Leonard ended up the sacrificial lamb of a corrupt and failed government policy. He's still in jail in spite of witness coercion, falsified and withheld evidence, etc., etc., not to mention the exoneration of the other two guys held for the same crime.

The names at the end of the song are those who were murdered by government sanctioned goon squads. Virtually no one has been arrested, indicted, or otherwise held responsible for their deaths.

LIBERATION THEOLOGY  (lyrics; audio)

Liberation Theology was a movement within the church that believed it was God's work to help and defend the oppressed rather than turn their backs and blindly support the oppressor.

The Pope opposed this movement and there was quite a bit of controversy about it in the 80's.

I'm singing my best version of a combination of Gil Scott-Heron and Sly Stone and it's one of my favorite vocals.

DISCIPLINE  (lyrics; audio)

Discipline is the missing piece of the puzzle. We have been an economically comfortable society since the 50's. The World War II generation were the last group of disciplined citizens and they built modern America. But perhaps, as I'll try and explain in the next couple of paragraphs, when I use the word discipline I should add flexibility as an essential yin/yang complimentary component.

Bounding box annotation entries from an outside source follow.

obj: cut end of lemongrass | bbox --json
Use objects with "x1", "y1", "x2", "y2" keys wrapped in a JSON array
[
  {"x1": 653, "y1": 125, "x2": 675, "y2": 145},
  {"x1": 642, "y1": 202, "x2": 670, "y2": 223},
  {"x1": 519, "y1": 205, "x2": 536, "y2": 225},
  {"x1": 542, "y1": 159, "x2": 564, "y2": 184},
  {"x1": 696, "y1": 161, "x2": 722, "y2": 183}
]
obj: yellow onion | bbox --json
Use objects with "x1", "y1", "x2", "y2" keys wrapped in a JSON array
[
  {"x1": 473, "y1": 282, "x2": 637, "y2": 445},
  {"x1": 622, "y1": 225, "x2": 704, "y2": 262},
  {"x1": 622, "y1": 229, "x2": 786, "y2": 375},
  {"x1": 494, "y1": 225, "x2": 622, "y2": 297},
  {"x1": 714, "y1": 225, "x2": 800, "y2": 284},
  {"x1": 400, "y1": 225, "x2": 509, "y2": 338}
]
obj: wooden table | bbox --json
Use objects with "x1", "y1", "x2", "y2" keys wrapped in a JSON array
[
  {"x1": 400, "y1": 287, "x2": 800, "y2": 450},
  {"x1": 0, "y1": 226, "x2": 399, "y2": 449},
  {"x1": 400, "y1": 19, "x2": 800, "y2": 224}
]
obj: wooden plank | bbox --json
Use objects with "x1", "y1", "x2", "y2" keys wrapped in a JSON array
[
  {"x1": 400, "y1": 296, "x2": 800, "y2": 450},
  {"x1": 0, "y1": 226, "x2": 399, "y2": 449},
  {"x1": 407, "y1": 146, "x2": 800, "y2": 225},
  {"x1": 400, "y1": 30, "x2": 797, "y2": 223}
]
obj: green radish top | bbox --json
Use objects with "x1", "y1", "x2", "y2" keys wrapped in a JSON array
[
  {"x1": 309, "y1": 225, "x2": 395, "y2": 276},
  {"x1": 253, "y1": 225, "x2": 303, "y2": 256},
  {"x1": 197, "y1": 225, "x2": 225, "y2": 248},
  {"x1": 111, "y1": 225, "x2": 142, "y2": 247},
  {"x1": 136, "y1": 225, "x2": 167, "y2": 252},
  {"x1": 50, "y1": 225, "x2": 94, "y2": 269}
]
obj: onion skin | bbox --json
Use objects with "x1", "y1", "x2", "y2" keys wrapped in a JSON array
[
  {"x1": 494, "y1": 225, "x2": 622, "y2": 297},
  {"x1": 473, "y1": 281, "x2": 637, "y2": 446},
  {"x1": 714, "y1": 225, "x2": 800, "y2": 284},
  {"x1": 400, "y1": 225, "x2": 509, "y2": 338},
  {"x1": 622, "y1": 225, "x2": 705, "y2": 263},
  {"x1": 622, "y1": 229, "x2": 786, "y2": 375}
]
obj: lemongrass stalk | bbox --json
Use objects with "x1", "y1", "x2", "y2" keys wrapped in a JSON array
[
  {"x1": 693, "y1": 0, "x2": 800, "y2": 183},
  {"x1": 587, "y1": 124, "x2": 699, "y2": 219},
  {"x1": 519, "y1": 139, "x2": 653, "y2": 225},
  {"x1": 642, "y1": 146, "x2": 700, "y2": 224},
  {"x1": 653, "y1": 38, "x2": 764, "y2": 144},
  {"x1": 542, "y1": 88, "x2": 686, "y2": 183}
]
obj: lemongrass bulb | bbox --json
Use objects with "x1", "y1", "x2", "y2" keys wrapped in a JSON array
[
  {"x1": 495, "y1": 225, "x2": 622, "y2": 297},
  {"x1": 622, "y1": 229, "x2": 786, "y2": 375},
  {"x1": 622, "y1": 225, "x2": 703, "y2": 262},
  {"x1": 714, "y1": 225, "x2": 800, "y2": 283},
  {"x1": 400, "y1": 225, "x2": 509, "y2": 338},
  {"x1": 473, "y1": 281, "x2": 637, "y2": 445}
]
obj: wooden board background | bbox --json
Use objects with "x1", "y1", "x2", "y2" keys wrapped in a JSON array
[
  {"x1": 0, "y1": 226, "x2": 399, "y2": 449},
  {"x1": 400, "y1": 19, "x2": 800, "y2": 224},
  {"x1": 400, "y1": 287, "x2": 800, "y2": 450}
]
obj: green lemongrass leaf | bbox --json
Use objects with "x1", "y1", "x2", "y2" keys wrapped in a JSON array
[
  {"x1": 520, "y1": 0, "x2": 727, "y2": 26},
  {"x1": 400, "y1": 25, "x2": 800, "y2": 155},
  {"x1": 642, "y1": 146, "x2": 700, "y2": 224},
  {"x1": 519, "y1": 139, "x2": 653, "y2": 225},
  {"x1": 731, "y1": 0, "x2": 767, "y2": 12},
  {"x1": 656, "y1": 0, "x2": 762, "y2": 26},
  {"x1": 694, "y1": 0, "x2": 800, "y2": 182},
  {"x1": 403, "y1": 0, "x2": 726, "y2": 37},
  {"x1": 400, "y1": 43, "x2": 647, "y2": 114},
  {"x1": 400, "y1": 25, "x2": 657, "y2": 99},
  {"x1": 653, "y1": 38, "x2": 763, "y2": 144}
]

The disciplined World War II generation had a lot of trouble adjusting to the revolutionary consciousness expansion of the 60's and the country has never quite recovered. The men that fought the war and built the infrastructure of the country had great pride in whatever work they did and lived in a simpler, more consistent and understandable world. Black people and women had their place, the government was respected, everybody went to church and were most likely Protestants or Catholics, and even the Jews were alright as long as they didn't try to join the country club.

As worship of God and Country turned to questions and criticism, consciousness-altering drugs and rock music, and civil rights, the World War II generation lost their cool, and ultimately, lost their bearings. Once you experience an earthquake, it profoundly affects your most basic sense of security and you never trust anything you thought you could depend on quite the same way ever again. They shook their heads and walked away. Their inflexibility and inability to pass along their discipline to a new generation with a liberated consciousness was a huge setback to the country.

The United States should be paradise on earth. Poverty, homelessness, prejudice, education as propaganda, etc. should have been vanquished long ago. But we lost our discipline. Liberation is a hard thing to contain. It is by definition a way of breaking down barriers, breaking the rules, reaching beyond previous limitations. That's all good but our unified sense of purpose went with it.

When you combine all that with the explosion of the media as Big Brother and television as the ultimate narcotic we end up with a generation of spoiled brats that won't let their parents have an uninterrupted conversation, don't have the patience to read a book, and aren't getting the guidance and nurturing they need.

What is this revolution about? Revolutionary realization that all things are alive and connected, Education without limits or prejudice, Balance in all things, Love and Forgiveness, Discipline, Focus, Dedication, Patience, and Righteous Determination.

In other words, all the basics both you and I know about but don't have the discipline to put into practice.